Wednesday, 21 October 2009

A very brief note on arranging.

One of the most common textures in piano music is a slow right hand part with a quicker left hand part, often outlining a self-similar arpeggio whose consistency ties the piece together logically, and whose variation helps to emphasise the harmony of the piece. When arranging piano music of this character for the guitar, there are a few very common problems that occur. I'd like to have a wee look at them, using bars 18-19 of Chopin's Prelude No.3 in G as the basis.

Example 1
This is the original music written as a guitar part (on one stave and written an octave above natural) We're in the sub-dominant region at this point, and in a few bars we'll prepare for and move onto the last cadence.
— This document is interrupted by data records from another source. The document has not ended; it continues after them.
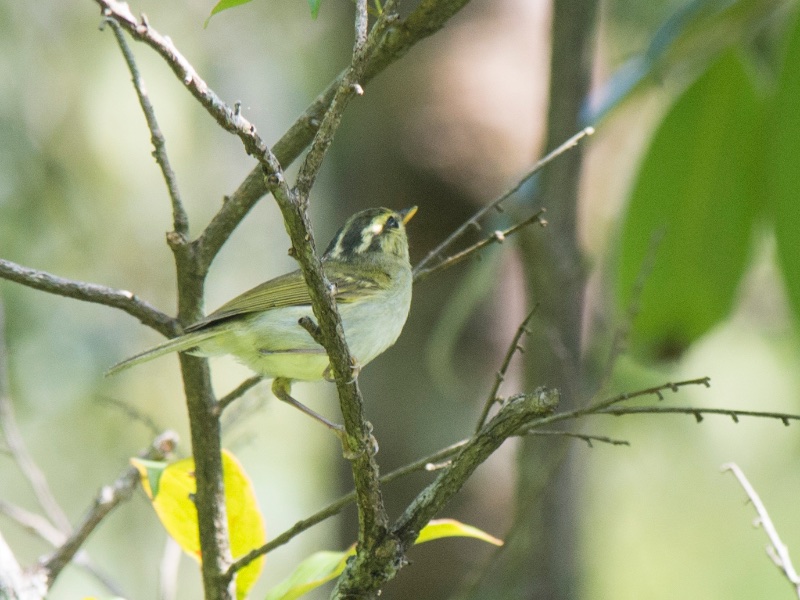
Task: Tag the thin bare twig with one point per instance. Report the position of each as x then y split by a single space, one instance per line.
109 498
698 412
40 526
513 348
589 439
622 332
498 237
777 550
132 412
425 19
91 292
179 217
495 204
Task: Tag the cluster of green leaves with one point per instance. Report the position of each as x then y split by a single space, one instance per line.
171 488
723 163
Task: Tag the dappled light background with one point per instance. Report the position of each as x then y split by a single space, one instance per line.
448 128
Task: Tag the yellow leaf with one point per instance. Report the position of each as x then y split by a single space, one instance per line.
175 507
315 570
441 528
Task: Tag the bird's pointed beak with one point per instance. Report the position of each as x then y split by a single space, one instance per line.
407 213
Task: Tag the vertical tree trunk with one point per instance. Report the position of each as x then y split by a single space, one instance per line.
540 558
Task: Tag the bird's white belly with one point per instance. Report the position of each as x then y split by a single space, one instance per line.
273 344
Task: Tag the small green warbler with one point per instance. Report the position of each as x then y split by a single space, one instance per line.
366 262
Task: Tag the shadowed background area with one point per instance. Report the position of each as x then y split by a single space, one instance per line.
448 128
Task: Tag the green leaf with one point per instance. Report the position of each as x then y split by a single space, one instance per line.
321 567
784 168
224 5
442 528
317 569
699 189
152 470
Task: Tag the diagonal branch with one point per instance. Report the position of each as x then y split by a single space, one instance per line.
335 507
179 217
107 500
497 202
366 573
513 348
426 19
91 292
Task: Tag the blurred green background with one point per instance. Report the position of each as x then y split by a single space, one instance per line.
448 128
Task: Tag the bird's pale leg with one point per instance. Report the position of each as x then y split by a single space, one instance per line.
282 387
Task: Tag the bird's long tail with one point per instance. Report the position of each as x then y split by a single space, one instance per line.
178 344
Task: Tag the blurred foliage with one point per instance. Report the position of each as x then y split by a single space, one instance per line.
724 154
686 237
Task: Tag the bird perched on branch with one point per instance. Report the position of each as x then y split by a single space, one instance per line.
368 266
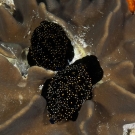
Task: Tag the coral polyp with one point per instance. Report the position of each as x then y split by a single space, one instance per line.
70 88
50 47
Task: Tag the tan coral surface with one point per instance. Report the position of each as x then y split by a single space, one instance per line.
104 28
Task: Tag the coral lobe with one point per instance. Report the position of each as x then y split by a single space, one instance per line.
67 91
50 47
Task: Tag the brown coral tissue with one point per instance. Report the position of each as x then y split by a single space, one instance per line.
103 28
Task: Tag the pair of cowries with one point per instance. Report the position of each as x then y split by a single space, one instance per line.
72 85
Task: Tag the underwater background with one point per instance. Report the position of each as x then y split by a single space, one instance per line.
102 28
At the moment though, it looks pretty non-sensical when written out this way, we'd need a lot of extra guitar and a few new hands to play it.


Example 2
Often the first step in arranging piano for the guitar is to move one of the hands a whole octave. Depending on whether you're transposing (we're not here), it's usually pretty obvious which hand to move, one usually drops the right hand, but that lowering is somewhat offset by the brighter tone of the guitar. Often various sections of a piece will have to remain and others moved up or down, and that presents its own set of problems. Another thing that is usually helpful is to get rid of doubles, which we've done here, as the low E is not a significant voice in the piece. The problem is; the low C in what was the left hand part is still a major third below the low E of the guitar. We'll have to do something about that.
(ps - the overlapping of the G in the right hand melody with the A and G at the top of the left hand melody is a crack one has to smooth over in performance).


Example 3
Leopold Godowsky's arrangements of Chopin for the left hand only have been invaluable in suggesting ways in which the character of a piece can be preserved even while condensing it drastically. A technique that he is often forced to use is to eliminate the first note of the left hand part, before jumping down to continue the lower melody (see his version of etude 6, op.10). I've also seen Mahler use this left hand rest in arrangements of his own pieces for piano. If you do utilise this approach, the next problem is that you then have a melody whose lowest note is the fifth of the chord, and we don't want this to sound like a 6-4 chord. One advantage is that left hand parts like this are often spread out in the lower register, meaning that you can replace a melody such as C₂,G₂,C₃,G₃... with rest,C₃,E₃,G3... with only a small change in the character of the melody. In this case that isn't possible, so...


Example 4
We reinstate the root, but an octave above. This might be better, but in my opinion this is a rather ugly solution, with the low G still being conspicuous after the root.


Example 5
This is my preferred solution to this particular problem, a quasi-turnaround of a B after the root, creating a more sinuous melodic effect in keeping with the curvaceous feel of the piece. The G at the end of the bar is retained to create a stronger dominant effect.